Molecular weight is 68.99527
Stock solution is 0.020 mmol/L
Volume is 1mL

What is the nmole value? and how do I work it out?
Submitted: 5 years ago.
Category: Homework
Expert:  R.R. Jha replied 5 years ago.

Number of moles
= Molarity x Volume
= (0.020 mmol/L) x (0.001 L)
= 0.00002 mmol
= 0.02 nmol

Let me know if any question.

Please click Accept
Customer: replied 5 years ago.

is that the correct calculation to answer the following?

"determine the activity of NO3 reductase in leaf tissue as nmoles NO2 produced per minute per gram of tissue"?

As I was under the impression this question was asking about mass rather than concentration?

Expert:  R.R. Jha replied 5 years ago.
I guess you wish to convert nmoles to mass.

= number of moles x Molecular weight
= (0.02*10^-9 mol) x 68.99527 g
= 1.38 nanogram
Customer: replied 5 years ago.

Last question and I will accept answer.


Is nanogram the same as nmol?


I am very confused as to what the question is asking?

I created a standard curve in mmol/L but I need to plot absorbance against nmoles not mmol/L is this a mass or a concentration?


Thanks for your time

Expert:  R.R. Jha replied 5 years ago.
nmol is a numeric unit to count number of entities, just like hundreds, thousands, or millions.
1 nmol = 6.022 x 10^14

Nanogram is unit of weight.
1 nanogram = 10^-9 grams

mmol/L is a concentration, as it defines number of entities per litre of solution.
nmoles is just number of entities (atoms, ions or molecules).

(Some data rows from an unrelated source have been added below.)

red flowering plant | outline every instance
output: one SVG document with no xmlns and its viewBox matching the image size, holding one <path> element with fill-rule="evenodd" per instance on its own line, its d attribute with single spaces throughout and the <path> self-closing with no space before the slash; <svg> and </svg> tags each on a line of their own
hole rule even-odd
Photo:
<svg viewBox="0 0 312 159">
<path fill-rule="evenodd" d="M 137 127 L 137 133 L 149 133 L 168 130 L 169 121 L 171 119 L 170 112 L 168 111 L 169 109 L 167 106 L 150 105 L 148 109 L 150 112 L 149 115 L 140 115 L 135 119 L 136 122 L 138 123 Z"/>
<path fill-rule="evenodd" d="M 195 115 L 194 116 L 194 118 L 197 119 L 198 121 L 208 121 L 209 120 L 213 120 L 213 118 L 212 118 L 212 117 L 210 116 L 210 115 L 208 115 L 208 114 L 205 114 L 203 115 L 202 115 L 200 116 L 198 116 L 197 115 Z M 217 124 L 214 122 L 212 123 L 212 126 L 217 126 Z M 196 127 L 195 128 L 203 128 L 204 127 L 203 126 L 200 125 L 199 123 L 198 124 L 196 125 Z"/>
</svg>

Customer: replied 5 years ago.

So how do I calculate nmol from mmol/L?


Is it the first reply you sent, or the second?

Expert:  R.R. Jha replied 5 years ago.
It was the first answer I posted above.
It's easy to see that if volume is 1 mL, number of mmol/L is same as number of nmol.
Customer: replied 5 years ago.



I've really tied myself in knots with this one and I know it should be so easy just cannot get my head round it.



Expert:  R.R. Jha replied 5 years ago.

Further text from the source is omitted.